Mineral erhöht Feuerfestigkeit
In einem kürzlich veröffentlichten Paper haben die Forscherinnen und Forscher ein Verfahren vorgestellt, in dem Sägemehl mit dem Mineral Struvit zu einem umweltschonenden und rezyklierbaren Verbundstoff verarbeitet wird, dessen potenzielle Feuerresistenz aufhorchen lässt. Tests am Polytechnikum Turin zeigen, dass das neuartige Material dem Feuer mehr als dreimal so lange standhält wie unbehandeltes Fichtenholz. Grund dafür ist, dass sich das Struvit unter Hitze zersetzt.
Das Mineral setzt Wasserdampf und Ammoniak frei und entzieht dadurch seiner Umgebung Hitze. Ein kühlender Effekt tritt ein. Zudem verdrängen die freigesetzten Gase die Luft, die dann dem Feuer fehlt, um sich weiter auszubreiten. Die Studienautoren schätzen, dass die gleiche Brandschutzklasse wie zementgebundene Spanplatten erreicht werden könnte. Dafür sind jedoch weitere und vor allem grössere Flammschutzexperimente notwendig.

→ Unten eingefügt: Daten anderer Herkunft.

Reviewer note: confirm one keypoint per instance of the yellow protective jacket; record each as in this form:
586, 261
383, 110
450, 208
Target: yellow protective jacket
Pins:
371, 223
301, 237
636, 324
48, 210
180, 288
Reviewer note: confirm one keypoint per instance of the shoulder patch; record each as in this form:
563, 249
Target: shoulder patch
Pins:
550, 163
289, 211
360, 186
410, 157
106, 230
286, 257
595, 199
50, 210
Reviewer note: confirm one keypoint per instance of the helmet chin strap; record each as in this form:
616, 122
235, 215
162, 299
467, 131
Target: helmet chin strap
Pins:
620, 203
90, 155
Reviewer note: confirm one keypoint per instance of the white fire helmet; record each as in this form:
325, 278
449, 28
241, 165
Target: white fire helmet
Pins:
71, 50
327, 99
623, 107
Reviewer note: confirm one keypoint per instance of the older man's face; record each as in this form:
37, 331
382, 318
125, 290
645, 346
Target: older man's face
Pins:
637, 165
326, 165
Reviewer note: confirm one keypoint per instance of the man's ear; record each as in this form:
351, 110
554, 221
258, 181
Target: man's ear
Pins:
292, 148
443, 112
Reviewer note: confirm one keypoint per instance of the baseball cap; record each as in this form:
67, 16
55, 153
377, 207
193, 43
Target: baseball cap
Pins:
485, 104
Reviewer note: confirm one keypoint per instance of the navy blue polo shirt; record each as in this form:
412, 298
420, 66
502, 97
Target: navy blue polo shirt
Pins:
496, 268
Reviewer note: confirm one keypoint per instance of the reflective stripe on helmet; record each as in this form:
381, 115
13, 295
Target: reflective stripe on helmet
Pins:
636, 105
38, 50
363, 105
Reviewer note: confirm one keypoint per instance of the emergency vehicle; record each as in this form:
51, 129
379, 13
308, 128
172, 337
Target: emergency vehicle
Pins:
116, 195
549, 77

Die Wassermelone ist des Pudels Kern
Die Brandschutzeigenschaften von Struvit sind schon lange bekannt, doch das Kristallisationsverhalten des Minerals war bis anhin noch schwer zu kontrollieren. Damit die Forscher und Forscherinnen das Sägemehl mit Struvit verbinden konnten, griffen sie auf ein Enzym aus den Kernen von Wassermelonen zurück. Mit dem Enzym lässt sich die Kristallisation von Struvit aus einer wässrigen Lösung kontrollieren. Es bilden sich Kristalle, die die Hohlräume zwischen den Sägemehlspänen ausfüllen und das Gemisch stabilisieren. Nachdem das Material für zwei Tage bei Raumtemperatur gepresst wird, ist es einsatzbereit.
Kreislaufähiger Baustoff
Ein Vorteil des neuartigen Materials ist die Rezyklierbarkeit. Struvit-Sägemehl-Platten können in ihre Einzelteile zerlegt werden. Dafür wird das Material in einer Mühle aufgebrochen und auf 100 Grad erhitzt, wodurch Sägemehl und die mineralischen Stoffe wieder voneinander getrennt werden. Newberyit, mineralischer Ausgangsstoff von Struvit, kann dann im Produktezyklus gehalten oder als Dünger in der Landwirtschaft eingesetzt werden.
Für die Marktfähigkeit des Materials müssten die Produktionskosten gesenkt und die -prozesse skaliert werden. Ein Knackpunkt ist die Beschaffung von Struvit. Eine mögliche Lösung dafür liegt in den Rohren der Kläranlagen. Dort bildet sich Struvit als lästige Ablagerung, die zu Verstopfung führen können. Sollte sich diese Rohstoffquelle nutzbar machen lassen, wäre das Forschungsteam rund um den Doktoranden Ronny Kürsteiner und Ingo Burgert, Professor für holzbasierte Materialien an der ETH Zürich, einen Schritt weiter.